Let $G$ be a bipartite graph with a perfect matching. Prove that $G$ has a node $v$ for which every edge incident to $v$ belongs to a perfect matching.

I don't think that this question is true if all the edges incident to $v$ belongs to the same perfect matching.

My attempt: Suppose $v$ is not incident to any perfect matching of $G$. This implies that $G$ cannot have a perfect matching, which is a contradiction.

Am I on the right way, thanks for your comment.

Answer 1

I believed that the answer has been explained sufficiently by a previous post.

I will however expand on the explanation on some of the steps since there appears to still be some confusion.

Let $G=(U,V,E)$ be the bipartite graph, with $U$ and $V$ being the two partitions in the bipartite graph, and $E$ the edges. By supposition, a perfect matching exist in the graph.
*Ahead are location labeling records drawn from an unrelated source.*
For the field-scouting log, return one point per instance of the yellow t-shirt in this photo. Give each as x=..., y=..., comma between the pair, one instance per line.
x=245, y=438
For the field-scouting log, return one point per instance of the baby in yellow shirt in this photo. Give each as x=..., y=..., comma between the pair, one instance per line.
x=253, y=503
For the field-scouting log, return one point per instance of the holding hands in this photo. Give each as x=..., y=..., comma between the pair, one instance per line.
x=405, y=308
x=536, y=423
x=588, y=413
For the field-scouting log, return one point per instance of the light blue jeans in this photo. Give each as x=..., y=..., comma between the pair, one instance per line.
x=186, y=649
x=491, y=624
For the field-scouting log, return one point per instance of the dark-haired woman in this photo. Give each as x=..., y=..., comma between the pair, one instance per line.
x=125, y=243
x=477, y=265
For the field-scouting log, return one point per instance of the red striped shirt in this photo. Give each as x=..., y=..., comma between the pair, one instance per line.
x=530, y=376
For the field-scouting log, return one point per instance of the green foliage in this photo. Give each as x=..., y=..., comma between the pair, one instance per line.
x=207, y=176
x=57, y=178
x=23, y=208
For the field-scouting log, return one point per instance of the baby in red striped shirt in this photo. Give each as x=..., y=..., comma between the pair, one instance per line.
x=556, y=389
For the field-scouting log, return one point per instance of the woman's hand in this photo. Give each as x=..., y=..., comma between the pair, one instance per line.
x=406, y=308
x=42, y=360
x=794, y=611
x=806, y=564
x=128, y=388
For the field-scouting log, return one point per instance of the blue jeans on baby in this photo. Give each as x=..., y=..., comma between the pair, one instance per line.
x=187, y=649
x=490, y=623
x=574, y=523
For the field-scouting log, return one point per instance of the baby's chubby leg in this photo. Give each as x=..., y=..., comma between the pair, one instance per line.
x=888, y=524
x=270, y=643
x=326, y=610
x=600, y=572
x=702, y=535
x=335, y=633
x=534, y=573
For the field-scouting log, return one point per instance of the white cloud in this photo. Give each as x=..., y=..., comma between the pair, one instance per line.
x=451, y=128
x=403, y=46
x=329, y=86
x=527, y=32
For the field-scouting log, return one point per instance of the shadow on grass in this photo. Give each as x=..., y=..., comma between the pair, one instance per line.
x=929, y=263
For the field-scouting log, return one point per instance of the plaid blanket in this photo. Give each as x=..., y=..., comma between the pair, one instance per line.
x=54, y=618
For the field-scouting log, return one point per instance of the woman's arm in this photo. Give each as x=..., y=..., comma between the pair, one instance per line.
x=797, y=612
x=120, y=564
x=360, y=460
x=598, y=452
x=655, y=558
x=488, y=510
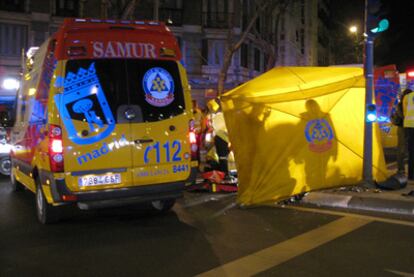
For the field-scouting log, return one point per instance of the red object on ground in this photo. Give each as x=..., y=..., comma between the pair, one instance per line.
x=214, y=176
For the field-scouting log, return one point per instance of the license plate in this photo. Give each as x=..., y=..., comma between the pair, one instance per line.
x=97, y=180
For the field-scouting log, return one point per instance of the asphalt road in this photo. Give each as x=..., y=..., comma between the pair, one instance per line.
x=204, y=235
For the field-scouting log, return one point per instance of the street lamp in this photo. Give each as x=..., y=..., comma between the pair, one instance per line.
x=354, y=30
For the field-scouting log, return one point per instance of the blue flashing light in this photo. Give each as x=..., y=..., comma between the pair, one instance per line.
x=371, y=113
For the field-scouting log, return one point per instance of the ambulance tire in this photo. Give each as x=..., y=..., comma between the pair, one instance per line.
x=163, y=205
x=46, y=213
x=15, y=185
x=5, y=166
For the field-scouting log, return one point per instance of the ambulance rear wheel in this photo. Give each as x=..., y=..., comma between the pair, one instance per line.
x=163, y=205
x=46, y=213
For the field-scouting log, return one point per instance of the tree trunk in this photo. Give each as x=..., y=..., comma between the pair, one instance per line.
x=233, y=48
x=129, y=9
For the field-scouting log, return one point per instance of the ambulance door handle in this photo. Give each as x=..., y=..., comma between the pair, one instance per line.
x=138, y=141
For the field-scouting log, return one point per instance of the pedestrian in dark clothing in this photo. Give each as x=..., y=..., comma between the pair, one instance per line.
x=408, y=111
x=397, y=119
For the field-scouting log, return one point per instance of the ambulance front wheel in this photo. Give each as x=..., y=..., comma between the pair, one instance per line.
x=15, y=185
x=5, y=166
x=163, y=205
x=46, y=213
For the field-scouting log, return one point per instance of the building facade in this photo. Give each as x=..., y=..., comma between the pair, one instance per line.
x=290, y=34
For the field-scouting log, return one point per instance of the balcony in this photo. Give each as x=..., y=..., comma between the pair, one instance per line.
x=172, y=17
x=216, y=20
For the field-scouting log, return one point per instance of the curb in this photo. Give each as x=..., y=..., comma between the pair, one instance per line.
x=323, y=199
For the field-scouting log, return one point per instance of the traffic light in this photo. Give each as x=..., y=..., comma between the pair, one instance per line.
x=371, y=113
x=375, y=24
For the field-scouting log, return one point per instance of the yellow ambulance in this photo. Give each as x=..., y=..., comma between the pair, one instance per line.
x=103, y=118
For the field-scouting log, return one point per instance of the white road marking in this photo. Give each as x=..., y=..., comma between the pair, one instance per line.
x=272, y=256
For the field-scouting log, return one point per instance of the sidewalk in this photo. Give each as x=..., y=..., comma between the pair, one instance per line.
x=359, y=198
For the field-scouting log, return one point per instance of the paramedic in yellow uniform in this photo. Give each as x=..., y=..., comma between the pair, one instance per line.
x=408, y=110
x=221, y=138
x=198, y=126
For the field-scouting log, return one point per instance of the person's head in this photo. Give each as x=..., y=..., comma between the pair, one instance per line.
x=213, y=105
x=406, y=91
x=312, y=106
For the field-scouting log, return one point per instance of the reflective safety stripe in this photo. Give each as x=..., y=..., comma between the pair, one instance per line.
x=409, y=110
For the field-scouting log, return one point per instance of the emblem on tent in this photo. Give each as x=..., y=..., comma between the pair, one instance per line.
x=319, y=135
x=158, y=86
x=83, y=100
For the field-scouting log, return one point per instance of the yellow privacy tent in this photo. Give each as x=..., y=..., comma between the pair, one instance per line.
x=296, y=129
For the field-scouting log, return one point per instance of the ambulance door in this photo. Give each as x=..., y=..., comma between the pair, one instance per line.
x=159, y=130
x=96, y=133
• Let $M$ be some perfect matching.
• Take any vertex $v \in V$. Set $v_0 = v$. Assume it has an edge $\{v_0,u_0\}$ that does not belong to any perfect matching (otherwise you are done), where $u_0$ is the other vertex incident to that edge.
• Let $v_1$ be a neighbour of $u_0$ in $M$ (i.e. $u_0v_1\in M$).
• Now pick an edge of $\{v_1,u_1\}$ that does not belong to $M$. If this does not exist, this meant that $v_1$ has all its incident edges in a perfect matching and you are done.
• Therefore, you can repeat these steps to get a sequence $v_0,u_0,v_1,u_1,v_2,\ldots$ alternating between $V$ and $U$, and also edges between them alternating between $E \setminus M$ and $M$.
• Because the graph is finite, you will find $v_i = v_j$ (or $u_i = u_j$) for some $i < j$, and let $i$ and $j$ be the first such pair.
• Observe that you got an alternating cycle, which means the complement of the cycle (containing $\{v_0,u_0\}$), combined with the unused edges in $M$ is also a perfect matching and you are done.